Although the trees are not been regularized there cannot be such a great difference. Could someone help to figute this out? This is the model evaluation for the model it seems quite well but when I fit the model and predict the actual instances it cannot be worse. Why is this?

`xgb_clf_final.fit(X_train_final, y_yrain_final, eval_metric = 'auc',
                  eval_set = [(X_train_final, y_train_final), (X_train_final,
                               y_train_final)], early_stopping_rounds = 10)

>>> [0] validation_0-auc: 0.89303    validation_1-auc:0.8930303
          ..................................................
    [27] validation_0-auc: 0.89715   validation_1-auc:0.89715`

My xgboost version is 1.3.3
scikit-learn 2.4.1

hcho3 · March 19, 2021, 9:09pm

When you are calling predict(), it applies the 0.5 threshold on the score output from the classifier.
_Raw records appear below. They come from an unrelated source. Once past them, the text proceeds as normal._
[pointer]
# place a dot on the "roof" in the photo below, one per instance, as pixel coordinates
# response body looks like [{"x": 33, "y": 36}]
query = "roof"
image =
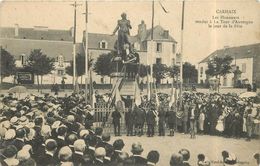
[
  {"x": 37, "y": 33},
  {"x": 159, "y": 34},
  {"x": 95, "y": 38},
  {"x": 240, "y": 52},
  {"x": 52, "y": 49}
]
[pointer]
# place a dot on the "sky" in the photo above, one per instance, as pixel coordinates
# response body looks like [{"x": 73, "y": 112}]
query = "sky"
[{"x": 198, "y": 40}]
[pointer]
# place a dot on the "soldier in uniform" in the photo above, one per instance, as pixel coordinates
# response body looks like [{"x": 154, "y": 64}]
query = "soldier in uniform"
[
  {"x": 171, "y": 119},
  {"x": 122, "y": 27},
  {"x": 162, "y": 116},
  {"x": 116, "y": 121},
  {"x": 129, "y": 120},
  {"x": 150, "y": 120}
]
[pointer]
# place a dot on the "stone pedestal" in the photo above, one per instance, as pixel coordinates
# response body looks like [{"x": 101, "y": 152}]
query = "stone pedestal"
[{"x": 117, "y": 73}]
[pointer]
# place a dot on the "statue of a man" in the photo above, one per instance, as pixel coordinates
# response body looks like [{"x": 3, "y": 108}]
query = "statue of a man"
[{"x": 122, "y": 27}]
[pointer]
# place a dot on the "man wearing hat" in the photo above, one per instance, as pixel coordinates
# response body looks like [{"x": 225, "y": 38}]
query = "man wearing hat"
[
  {"x": 118, "y": 145},
  {"x": 78, "y": 155},
  {"x": 153, "y": 158},
  {"x": 10, "y": 156},
  {"x": 100, "y": 153},
  {"x": 116, "y": 121},
  {"x": 150, "y": 120},
  {"x": 136, "y": 158},
  {"x": 19, "y": 140}
]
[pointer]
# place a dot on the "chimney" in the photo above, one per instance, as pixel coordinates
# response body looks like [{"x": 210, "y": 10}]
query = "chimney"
[
  {"x": 16, "y": 30},
  {"x": 142, "y": 31},
  {"x": 166, "y": 34}
]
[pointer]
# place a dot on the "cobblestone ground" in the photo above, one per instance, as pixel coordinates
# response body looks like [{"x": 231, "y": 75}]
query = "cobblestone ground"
[{"x": 211, "y": 146}]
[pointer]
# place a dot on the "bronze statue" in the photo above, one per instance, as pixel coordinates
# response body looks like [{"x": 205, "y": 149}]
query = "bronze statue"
[{"x": 123, "y": 27}]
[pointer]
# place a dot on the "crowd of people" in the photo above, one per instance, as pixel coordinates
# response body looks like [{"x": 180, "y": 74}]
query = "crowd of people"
[
  {"x": 225, "y": 115},
  {"x": 54, "y": 130}
]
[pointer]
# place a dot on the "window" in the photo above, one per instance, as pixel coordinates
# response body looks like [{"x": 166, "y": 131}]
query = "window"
[
  {"x": 60, "y": 61},
  {"x": 60, "y": 72},
  {"x": 174, "y": 48},
  {"x": 201, "y": 70},
  {"x": 225, "y": 81},
  {"x": 158, "y": 47},
  {"x": 103, "y": 44},
  {"x": 243, "y": 67},
  {"x": 158, "y": 60},
  {"x": 22, "y": 58},
  {"x": 173, "y": 61}
]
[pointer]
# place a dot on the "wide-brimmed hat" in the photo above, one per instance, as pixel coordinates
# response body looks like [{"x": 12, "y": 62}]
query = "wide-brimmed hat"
[{"x": 137, "y": 147}]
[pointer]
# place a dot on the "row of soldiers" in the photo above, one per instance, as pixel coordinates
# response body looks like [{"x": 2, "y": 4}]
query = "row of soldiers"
[{"x": 135, "y": 120}]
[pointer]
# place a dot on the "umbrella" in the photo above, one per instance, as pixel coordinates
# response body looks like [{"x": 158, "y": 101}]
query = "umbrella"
[
  {"x": 18, "y": 89},
  {"x": 248, "y": 95}
]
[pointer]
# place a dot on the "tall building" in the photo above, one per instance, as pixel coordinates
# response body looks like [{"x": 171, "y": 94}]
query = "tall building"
[
  {"x": 246, "y": 59},
  {"x": 59, "y": 45}
]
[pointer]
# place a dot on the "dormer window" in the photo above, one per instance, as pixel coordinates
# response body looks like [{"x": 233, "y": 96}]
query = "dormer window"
[{"x": 103, "y": 44}]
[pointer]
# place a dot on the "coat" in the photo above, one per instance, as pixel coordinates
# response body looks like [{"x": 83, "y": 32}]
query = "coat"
[
  {"x": 116, "y": 117},
  {"x": 150, "y": 118}
]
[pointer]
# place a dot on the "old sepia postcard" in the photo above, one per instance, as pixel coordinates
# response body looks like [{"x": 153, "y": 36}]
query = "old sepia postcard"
[{"x": 130, "y": 82}]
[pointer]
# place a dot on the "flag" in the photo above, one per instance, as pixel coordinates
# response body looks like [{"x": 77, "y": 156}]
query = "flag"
[
  {"x": 166, "y": 11},
  {"x": 138, "y": 99}
]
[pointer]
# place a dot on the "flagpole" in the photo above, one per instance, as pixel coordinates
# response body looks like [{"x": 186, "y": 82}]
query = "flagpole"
[
  {"x": 74, "y": 46},
  {"x": 152, "y": 49},
  {"x": 86, "y": 52},
  {"x": 181, "y": 57}
]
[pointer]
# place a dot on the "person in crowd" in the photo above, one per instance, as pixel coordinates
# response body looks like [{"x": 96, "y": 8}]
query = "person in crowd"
[
  {"x": 19, "y": 141},
  {"x": 162, "y": 115},
  {"x": 118, "y": 145},
  {"x": 201, "y": 121},
  {"x": 229, "y": 158},
  {"x": 249, "y": 123},
  {"x": 116, "y": 122},
  {"x": 153, "y": 158},
  {"x": 129, "y": 121},
  {"x": 65, "y": 156},
  {"x": 25, "y": 158},
  {"x": 202, "y": 160},
  {"x": 176, "y": 160},
  {"x": 185, "y": 116},
  {"x": 139, "y": 120},
  {"x": 171, "y": 119},
  {"x": 186, "y": 156},
  {"x": 136, "y": 158},
  {"x": 150, "y": 121},
  {"x": 10, "y": 153},
  {"x": 100, "y": 154},
  {"x": 193, "y": 120},
  {"x": 79, "y": 150}
]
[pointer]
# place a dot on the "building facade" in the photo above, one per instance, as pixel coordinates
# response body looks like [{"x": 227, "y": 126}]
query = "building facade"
[
  {"x": 58, "y": 44},
  {"x": 246, "y": 60}
]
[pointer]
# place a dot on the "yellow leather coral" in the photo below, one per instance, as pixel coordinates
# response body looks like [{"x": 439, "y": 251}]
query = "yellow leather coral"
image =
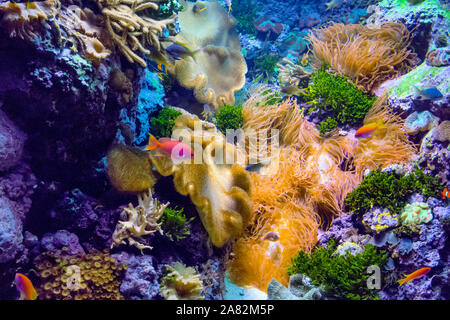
[
  {"x": 142, "y": 221},
  {"x": 219, "y": 68},
  {"x": 129, "y": 169},
  {"x": 21, "y": 19},
  {"x": 181, "y": 283},
  {"x": 131, "y": 28},
  {"x": 220, "y": 192},
  {"x": 305, "y": 190}
]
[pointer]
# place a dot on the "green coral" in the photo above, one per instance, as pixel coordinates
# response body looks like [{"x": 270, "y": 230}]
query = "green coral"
[
  {"x": 244, "y": 11},
  {"x": 267, "y": 64},
  {"x": 175, "y": 225},
  {"x": 390, "y": 190},
  {"x": 343, "y": 276},
  {"x": 229, "y": 117},
  {"x": 336, "y": 98},
  {"x": 161, "y": 126}
]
You may want to use predict_proba() instead and then apply a threshold that’s different from 0.5. This is because the AUC-ROC metric computes the general performance of a probabilistic classifier given a range of possible thresholds (not just 0.5). See https://www.hpl.hp.com/techreports/2003/HPL-2003-4.pdf for more details.

uoftsts · March 20, 2021, 2:50am

Big thanks sir now I am able to adjust the thresholds to change the prediction. But how do I get the optimal threshold for the model?

hcho3 · March 20, 2021, 3:44pm

You should decide the cost function for false positives and negatives, and then optimize the cost function by trying out many thresholds from 0 to 1.